We have already come across three distinct groups of photosynthetic bacteria in this chapter: the purple sulphur and purple nonsulphur bacteria and the Cyanobacteria: here we consider the remaining two groups, the green sulphur and green non-sulphur bacteria.
The green sulphur bacteria (phylum Chlorobi), like their purple counterparts (see above), are anaerobic photolithotrophs that utilise reduced sulphur compounds instead of water as an electron donor, and generate elemental sulphur. They differ, however, in a number of respects. The sulphur is deposited outside the cell, and CO2 is assimilated not by the Calvin cycle, but by a reversal of the steps of the TCA cycle (see Chapter 6). The photosynthetic pigments in the green sulphur bacteria are contained in sac-like structures called chlorosomes that are associated with the inside of the plasma membrane.

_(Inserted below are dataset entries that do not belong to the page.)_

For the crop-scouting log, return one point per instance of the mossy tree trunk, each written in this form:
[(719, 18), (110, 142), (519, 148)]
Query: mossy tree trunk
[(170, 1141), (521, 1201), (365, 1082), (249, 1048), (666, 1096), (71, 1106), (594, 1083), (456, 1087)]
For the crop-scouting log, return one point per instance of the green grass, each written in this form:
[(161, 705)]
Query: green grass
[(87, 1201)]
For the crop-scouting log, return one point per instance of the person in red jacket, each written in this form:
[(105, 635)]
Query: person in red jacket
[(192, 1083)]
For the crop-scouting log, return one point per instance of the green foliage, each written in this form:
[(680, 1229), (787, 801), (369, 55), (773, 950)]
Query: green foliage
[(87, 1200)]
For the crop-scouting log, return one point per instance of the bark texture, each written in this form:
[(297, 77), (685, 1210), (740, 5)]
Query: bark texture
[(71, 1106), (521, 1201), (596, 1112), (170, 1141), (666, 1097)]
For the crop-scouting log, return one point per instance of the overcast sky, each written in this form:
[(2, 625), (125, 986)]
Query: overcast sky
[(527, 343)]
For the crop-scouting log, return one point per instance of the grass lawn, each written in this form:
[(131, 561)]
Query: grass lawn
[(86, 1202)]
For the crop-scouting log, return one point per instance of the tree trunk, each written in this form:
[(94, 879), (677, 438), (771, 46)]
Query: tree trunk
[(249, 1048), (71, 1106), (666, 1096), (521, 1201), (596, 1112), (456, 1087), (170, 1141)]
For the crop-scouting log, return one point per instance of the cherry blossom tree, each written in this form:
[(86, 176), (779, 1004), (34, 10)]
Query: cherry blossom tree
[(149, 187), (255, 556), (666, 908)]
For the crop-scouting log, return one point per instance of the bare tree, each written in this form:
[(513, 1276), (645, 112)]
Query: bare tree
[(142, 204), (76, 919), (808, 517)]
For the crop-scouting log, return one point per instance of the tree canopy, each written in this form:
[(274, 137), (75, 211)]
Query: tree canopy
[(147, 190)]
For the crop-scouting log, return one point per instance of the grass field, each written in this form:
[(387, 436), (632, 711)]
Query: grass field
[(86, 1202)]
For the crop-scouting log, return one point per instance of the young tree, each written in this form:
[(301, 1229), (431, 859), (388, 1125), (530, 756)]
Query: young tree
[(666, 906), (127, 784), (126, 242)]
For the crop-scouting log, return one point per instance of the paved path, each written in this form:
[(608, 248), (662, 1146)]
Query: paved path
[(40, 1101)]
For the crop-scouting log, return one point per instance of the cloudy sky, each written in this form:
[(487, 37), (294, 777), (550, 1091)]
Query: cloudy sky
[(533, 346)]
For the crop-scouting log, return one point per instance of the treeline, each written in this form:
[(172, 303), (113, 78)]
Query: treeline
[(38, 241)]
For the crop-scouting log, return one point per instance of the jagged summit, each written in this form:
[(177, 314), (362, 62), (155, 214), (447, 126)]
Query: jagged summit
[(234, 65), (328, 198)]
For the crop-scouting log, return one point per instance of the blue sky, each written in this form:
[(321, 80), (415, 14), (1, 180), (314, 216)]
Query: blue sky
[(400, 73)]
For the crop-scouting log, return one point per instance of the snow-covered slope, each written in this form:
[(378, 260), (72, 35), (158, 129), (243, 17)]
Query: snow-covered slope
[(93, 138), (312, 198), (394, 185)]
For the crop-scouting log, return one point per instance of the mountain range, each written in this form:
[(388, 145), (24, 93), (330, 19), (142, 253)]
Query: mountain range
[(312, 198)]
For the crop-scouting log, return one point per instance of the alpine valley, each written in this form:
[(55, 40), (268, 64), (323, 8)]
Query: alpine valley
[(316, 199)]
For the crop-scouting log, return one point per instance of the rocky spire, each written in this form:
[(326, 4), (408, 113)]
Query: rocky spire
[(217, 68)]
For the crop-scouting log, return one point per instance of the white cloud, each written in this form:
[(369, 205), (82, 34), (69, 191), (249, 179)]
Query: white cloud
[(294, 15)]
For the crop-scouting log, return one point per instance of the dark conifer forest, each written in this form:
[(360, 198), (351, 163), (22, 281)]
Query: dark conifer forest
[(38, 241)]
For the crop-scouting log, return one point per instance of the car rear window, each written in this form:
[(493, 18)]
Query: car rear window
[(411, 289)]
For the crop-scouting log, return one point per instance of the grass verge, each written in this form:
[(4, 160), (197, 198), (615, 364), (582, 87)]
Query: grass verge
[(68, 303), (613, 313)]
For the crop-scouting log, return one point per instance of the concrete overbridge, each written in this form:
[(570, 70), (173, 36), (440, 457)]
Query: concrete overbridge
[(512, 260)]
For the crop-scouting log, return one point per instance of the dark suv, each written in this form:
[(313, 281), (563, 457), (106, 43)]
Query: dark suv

Most members of the green non-sulphur bacteria (phylum Chloroflexi) are filamentous thermophiles, living in non-acid hot springs, where they form thick bacterial mats. Like the purple non-sulphur bacteria, they are photoheterotrophs, but can also grow in the dark as chemoheterotrophs.
Representative genera: Chlorobium (green sulphur), Chloroflexus (green non-sulphur).